Setting limits on a technology means, for some, hindering progress…
We cannot assume that, in the name of innovation, there are no rules to regulate the power of large companies that own AI. The first urgency would be to think about data governance. When you believe that a digital tool is free, there is actually, in the background, a huge market where everything you give of yourself is exchanged.
At the beginning, these data were about identity: “Who are you? » Then they became behavioral: “What do you like? »; relational: “Who is your friend? » Today, they become cognitive: “How do you think? What questions are you asking yourself? What are your moods? What are you afraid of? »
AI agents will become, like social networks, immense data vacuum cleaners. But what is the status of this data? Are they private goods that belong forever to the companies that collect them? Common goods, accessible to all of humanity?
Or public goods, under the usual control of the public authority? How do we govern these billions of billions of information? Is there a need for a constitution? The equivalent of a declaration of human rights? It may sound strange, but it is a major political issue for years to come.
Do you identify other areas in which a framework should be set?
Yes. Firstly that of responsibility. These machines are not simple neutral tools that humans have at their disposal completely at will. When a decision is made by someone following a dialogue with a machine which may have influenced them, their responsibility exists, but it is perhaps not absolute. What about those who configured the machine?
The second area is what I call a “sacralization of the brain”. Just as the body, in our political order, has gradually been considered inviolable, we should think about the cognitive manipulations to which our mind could be subject.
While being critical, you don’t seem so pessimistic…
We are rapidly adopting technology that is beyond our control. The final sentence does not seem realistic or effective to me. Let’s instead keep in mind that we are freer when we know how the tools work.

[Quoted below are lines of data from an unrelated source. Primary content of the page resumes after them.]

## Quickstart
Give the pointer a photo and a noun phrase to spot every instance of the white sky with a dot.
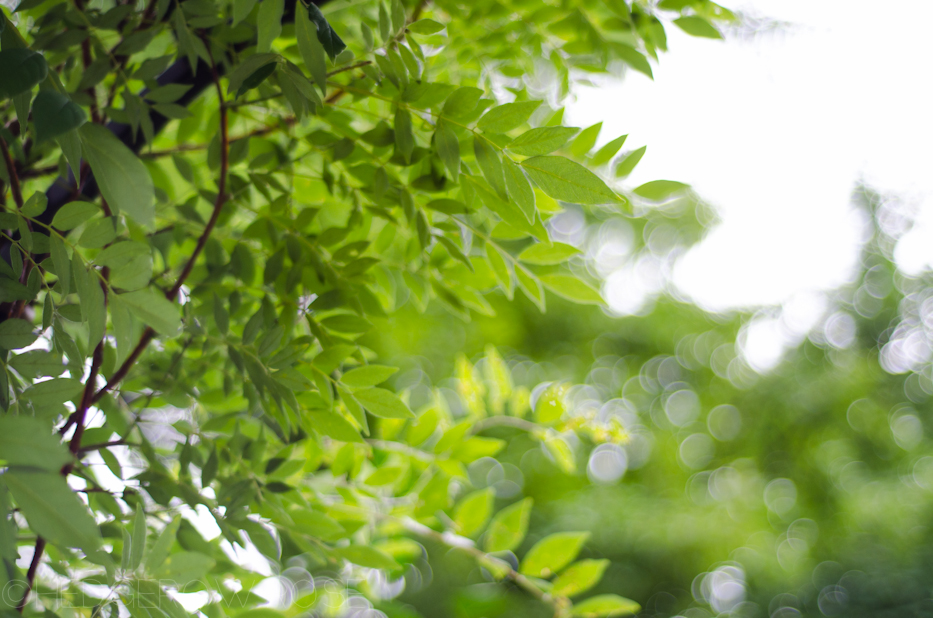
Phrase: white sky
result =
(775, 131)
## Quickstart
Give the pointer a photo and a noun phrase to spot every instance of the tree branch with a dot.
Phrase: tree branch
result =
(219, 202)
(31, 573)
(11, 172)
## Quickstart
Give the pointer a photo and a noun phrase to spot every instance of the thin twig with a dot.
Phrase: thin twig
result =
(31, 573)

Why does AI often prove us right? Why does she flatter us? This is not due to the technology itself, but to the economic model behind it. And then let’s allow ourselves, as a family, in our personal lives, real moments of disconnection.
The main limitation of machines is that you can never not find something you are looking for, nor find something you are not looking for. This makes surprise and quest impossible, which are two essential aspects for human beings.
The biography of Bruno Patino
- 1965. Born in Courbevoie (Hauts-de-Seine).
- 2003-2008. President and publishing director of Telerama.
- 2008-2010. Director of France Culture.
- 2007-2020. Director of the Sciences Po journalism school.
- 2013-2015. General Director of Programs, Channels and Digital Developments France Televisions.
- Since 2015. Director then Chairman of the Board of DirectorsArte.
- 2024. President of the General States of Information.